La déclaration a été faite lors de la première session publique du Parlement iranien depuis le début du conflit entre les États-Unis, Israël et l'Iran le 28 février.
Les parlementaires ont proposé que la présidence du Congrès crée un comité spécial pour examiner toutes les questions relatives au processus de négociation ainsi qu'aux accords signés avec les États-Unis.

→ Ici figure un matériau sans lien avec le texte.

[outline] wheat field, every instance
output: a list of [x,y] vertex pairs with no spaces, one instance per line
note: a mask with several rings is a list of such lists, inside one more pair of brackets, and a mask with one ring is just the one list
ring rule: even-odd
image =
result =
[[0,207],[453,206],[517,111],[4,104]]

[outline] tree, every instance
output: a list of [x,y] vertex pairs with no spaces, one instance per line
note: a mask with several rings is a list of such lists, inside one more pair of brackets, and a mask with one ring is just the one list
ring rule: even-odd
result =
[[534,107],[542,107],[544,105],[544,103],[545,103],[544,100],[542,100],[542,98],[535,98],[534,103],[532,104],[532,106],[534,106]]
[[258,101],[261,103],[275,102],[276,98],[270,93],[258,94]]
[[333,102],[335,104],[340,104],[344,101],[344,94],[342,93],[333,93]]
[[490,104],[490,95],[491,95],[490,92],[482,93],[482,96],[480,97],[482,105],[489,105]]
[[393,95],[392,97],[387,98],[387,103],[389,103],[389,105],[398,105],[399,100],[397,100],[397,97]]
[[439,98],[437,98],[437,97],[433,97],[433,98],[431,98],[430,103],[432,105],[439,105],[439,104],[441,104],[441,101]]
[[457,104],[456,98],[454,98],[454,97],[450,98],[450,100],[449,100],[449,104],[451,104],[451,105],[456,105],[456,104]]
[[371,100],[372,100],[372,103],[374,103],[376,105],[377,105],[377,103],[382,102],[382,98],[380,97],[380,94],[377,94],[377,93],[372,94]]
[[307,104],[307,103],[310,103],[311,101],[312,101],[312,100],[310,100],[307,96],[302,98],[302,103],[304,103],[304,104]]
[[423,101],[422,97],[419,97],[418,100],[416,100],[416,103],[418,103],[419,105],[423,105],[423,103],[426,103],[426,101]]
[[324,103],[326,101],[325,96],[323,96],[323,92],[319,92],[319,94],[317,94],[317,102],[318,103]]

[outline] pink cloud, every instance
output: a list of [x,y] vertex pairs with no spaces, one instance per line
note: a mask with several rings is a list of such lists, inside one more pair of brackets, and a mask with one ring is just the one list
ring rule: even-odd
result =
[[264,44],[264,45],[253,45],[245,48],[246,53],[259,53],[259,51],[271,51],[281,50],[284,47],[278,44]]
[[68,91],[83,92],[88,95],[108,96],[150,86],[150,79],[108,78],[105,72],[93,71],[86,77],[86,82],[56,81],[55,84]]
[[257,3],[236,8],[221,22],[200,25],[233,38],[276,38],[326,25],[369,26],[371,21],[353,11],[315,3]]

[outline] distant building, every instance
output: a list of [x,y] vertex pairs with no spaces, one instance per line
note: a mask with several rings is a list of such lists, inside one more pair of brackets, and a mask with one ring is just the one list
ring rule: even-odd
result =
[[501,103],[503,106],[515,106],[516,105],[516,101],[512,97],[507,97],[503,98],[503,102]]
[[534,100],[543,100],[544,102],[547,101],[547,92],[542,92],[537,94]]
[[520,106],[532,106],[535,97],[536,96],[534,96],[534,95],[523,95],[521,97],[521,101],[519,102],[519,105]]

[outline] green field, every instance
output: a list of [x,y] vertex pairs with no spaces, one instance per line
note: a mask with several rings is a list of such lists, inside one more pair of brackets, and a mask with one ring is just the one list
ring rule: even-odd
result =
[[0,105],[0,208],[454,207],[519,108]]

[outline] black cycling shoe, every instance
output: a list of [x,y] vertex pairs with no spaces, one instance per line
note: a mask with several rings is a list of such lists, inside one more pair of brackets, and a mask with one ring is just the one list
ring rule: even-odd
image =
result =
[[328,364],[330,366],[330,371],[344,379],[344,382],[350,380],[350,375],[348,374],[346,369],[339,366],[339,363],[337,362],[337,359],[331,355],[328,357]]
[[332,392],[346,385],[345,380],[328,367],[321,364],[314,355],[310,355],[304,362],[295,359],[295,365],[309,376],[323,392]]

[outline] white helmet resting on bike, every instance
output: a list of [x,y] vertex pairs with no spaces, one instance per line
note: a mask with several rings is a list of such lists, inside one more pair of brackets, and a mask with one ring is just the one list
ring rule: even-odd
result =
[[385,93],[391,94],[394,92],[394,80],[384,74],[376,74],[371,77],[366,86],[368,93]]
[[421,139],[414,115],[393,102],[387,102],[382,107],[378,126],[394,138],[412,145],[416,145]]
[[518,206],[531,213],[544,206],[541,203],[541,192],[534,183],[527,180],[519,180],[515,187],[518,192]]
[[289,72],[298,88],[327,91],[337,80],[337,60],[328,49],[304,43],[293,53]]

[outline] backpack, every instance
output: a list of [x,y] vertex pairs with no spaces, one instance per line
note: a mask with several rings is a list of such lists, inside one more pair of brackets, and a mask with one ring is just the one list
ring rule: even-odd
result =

Par ailleurs, le Parlement iranien a affirmé qu'il donnerait la priorité à la promotion de la modernisation et de la transformation de la doctrine de la défense, tout en envisageant de promulguer des lois visant à renforcer la souveraineté et les droits de gestion de l'Iran sur le détroit d'Ormuz - une voie maritime stratégique transportant environ 20% de la consommation mondiale de pétrole.
Dans la déclaration, les parlementaires ont également réitéré leur appel à des représailles pour l'assassinat du Guide suprême Ali Khamenei, dont l'Iran a confirmé la mort lors de l'attaque menée par les États-Unis et Israël à la fin du mois de février de cette année.

La nouvelle initiative du Parlement iranien intervient quelques jours seulement après que les tensions militaires entre Téhéran et Washington ont refait surface, malgré le fait que les deux parties aient signé un protocole d'accord de paix à la mi-juin. Selon cet accord, l'Iran et les États-Unis devraient entamer des négociations dans un délai de 60 jours pour parvenir à un accord global.
Cependant, le 9 juillet, le président américain Donald Trump a annoncé que le cessez-le-feu avec l'Iran était "terminé" et a affirmé qu'il "ne voulait plus continuer à travailler avec l'Iran", ce qui rend les perspectives de reprise du dialogue entre les deux pays encore plus fragiles.
Les observateurs estiment que la déclaration ferme du Parlement iranien montre que la position de l'Iran devient de plus en plus ferme après que le processus de réconciliation avec les États-Unis est tombé dans l'impasse, tout en signalant le risque d'escalade continue des tensions au Moyen-Orient.